Soberania Alimentar X Agronegócio

O controle das transnacionais sobre a produção de sementes no mundo caminha na mesma esteira do modelo agroindustrial de produção. Não interessa às empresas produtoras de sementes o cultivo de pequenos hectares. É preciso uma vasta produção monocultora para que a produção seja rentável às indústrias que ganham com a venda casada das sementes e do herbicida resistente as ervas daninhas.

Esse modelo defendido pela agroindústria de transgênicos como uma das alternativas para acabar com a fome no mundo tem sido responsável pela expulsão de milhares de agricultores que são obrigados a abandonar o campo, seja pelo eminennte conflito pela posse da terra (com a expansão dos latifúndios monocultores) ou pela falta de condições de produção. Na Argentina, estima-se que ao menos 300 mil pequenos produtores foram expulsos de suas terras e hoje fazem parte dos bolsões de miséria que se espalham por todo o país.

A ameaça à biodiversidade é outra conseqüência à adoção de sementes geneticamente modificadas. A produção de milho transgênico em campos mexicanos fez com que quase a totalidade das sementes crioulas, originárias do México, fossem eliminadas. O risco de contaminação com o milho é bastante elevado porque se trata de uma semente 100% polínizável, ou seja, o pólen é levado pelo vento à longas distâncias promovendo a contaminação das lavouras convencionais.

A redução da diversidade genética provoca o empobrecimento da dieta alimentar mundial, agravando ainda mais a situação de 800 milhões de pessoas desnutridas em todo o mundo. "A redução da diversidade genética significa limitar as possibilidades de uma dieta rica e variada. Ameaça a produção alimentar, o aumento das rendas, a superação dos obstáculos ambientais e a ordenação dos ecossistemas", afirma a Organização das Nações Unidas para a Agricultura e a Alimentação (FAO) em seu último informe sobre a Segurança Alimentar.

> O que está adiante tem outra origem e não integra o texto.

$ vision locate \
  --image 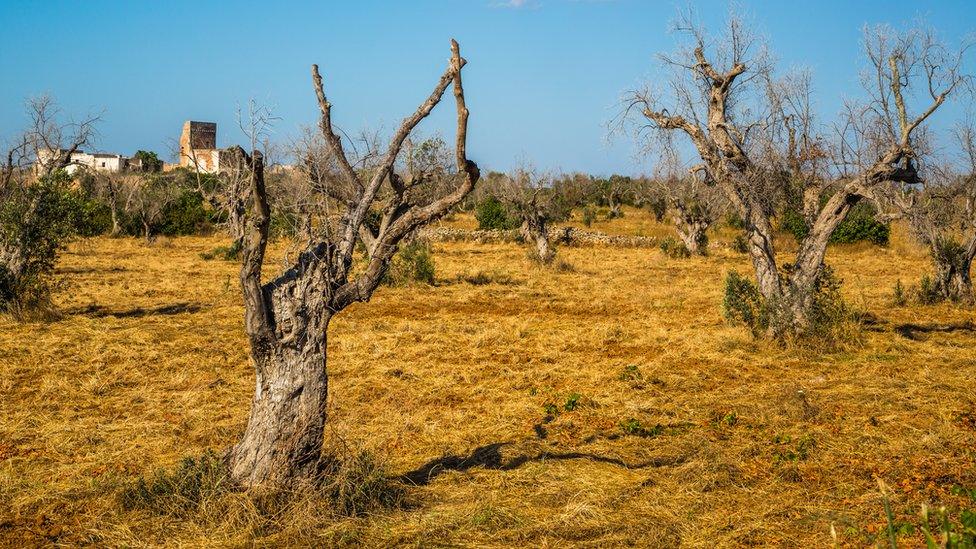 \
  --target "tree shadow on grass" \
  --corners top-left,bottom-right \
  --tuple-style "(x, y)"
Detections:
(862, 315), (976, 341)
(400, 442), (688, 486)
(70, 303), (203, 318)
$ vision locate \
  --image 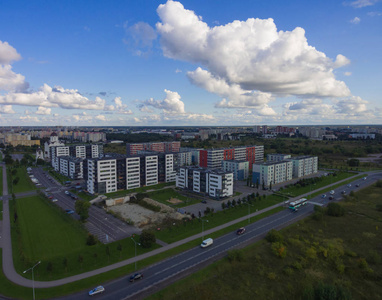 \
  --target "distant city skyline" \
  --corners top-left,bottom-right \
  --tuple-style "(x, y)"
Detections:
(0, 0), (382, 126)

Na Venezuela, ainda que o presidente Chávez defenda a conquista da soberania alimentar e o desenvolvimento da pequena agricultura, na prática, as coisas não caminham da mesma maneira. O diretor geral do escritório Nacional de Diversidade Biológica do Ministério do Meio Ambiente, Jesús Ramos Oropeza, acredita que a falta da prática de um modelo agrícola sustentável têm contribuido para a redução da biodiversidade no país. "Ainda que sem o uso de transgênicos temos reduzido a diversidade das sementes por causa das práticas agrícolas economicistas", afirma Oropeza.

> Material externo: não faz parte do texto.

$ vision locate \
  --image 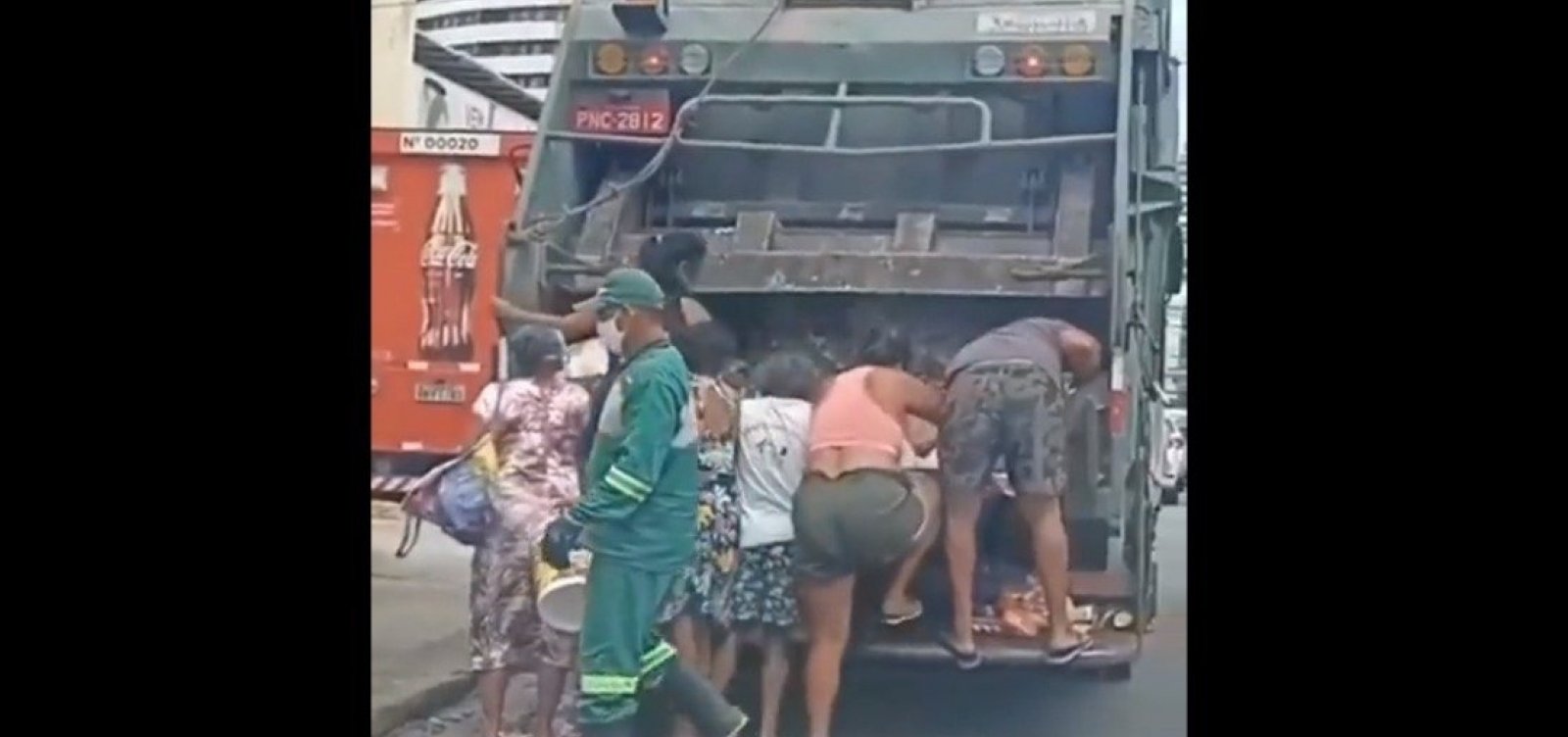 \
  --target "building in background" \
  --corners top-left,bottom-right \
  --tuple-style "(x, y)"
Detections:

Por enquanto, o Ministério da Agricultura e Terras (MAT) não tem demonstrado que pretende mudar a lógica de produção. Enquanto se espera a reocupação dos 8.646.217 hectares de terras de propriedade do Estado para fins de reforma agrária e desenvolvimento de cooperativas agrícolas o modelo "economicista" é o que tende a ser seguido. Na avaliação de Franco Manrique, do Comitê de Terras Urbanas e da coordenação da Rapalve, o "Plano de Cultivo" anunciado pelo MAT continua privilegiando os grandes produtores do país.

De acordo com o Instituto Nacional de Investigação Agrícola (Inia) o projeto para a criação de um Programa Nacional de Produção de Sementes deve reduzir em 25% as importações de sementes. Isso significa que grande parte das variedades utilizadas para a programa agrícola venezuelano não serão produzidas no país.

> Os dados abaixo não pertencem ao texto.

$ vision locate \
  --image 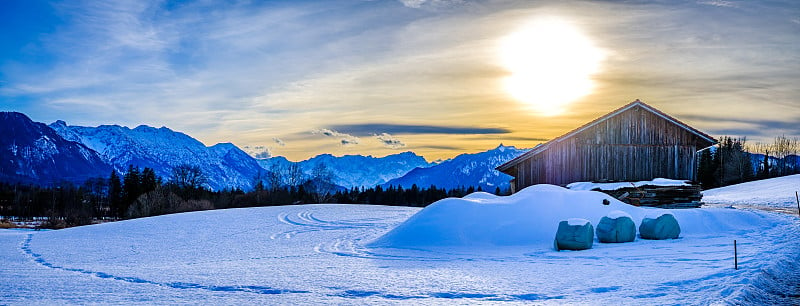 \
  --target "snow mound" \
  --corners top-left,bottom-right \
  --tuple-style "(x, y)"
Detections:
(606, 210), (633, 220)
(703, 174), (800, 207)
(368, 185), (769, 248)
(567, 218), (591, 226)
(370, 185), (646, 247)
(567, 178), (691, 190)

"Há uma série de contradições nesse processo. A saída é produzir nossas próprias sementes e desenvolver a agricultura voltada para a pequena produção para que possamos garantir nossa soberania alimentar", avalia Manrique, que tem reproduzido sementes de hortaliças em pequenas cooperativas na região Oeste do país a partir das técnicas aprendidas com o camponeses do Movimento dos Trabalhadores Ruarais Sem Terra (MST). "Acredito que podemos fazer a revolução na agricultura também", afirma Manrique.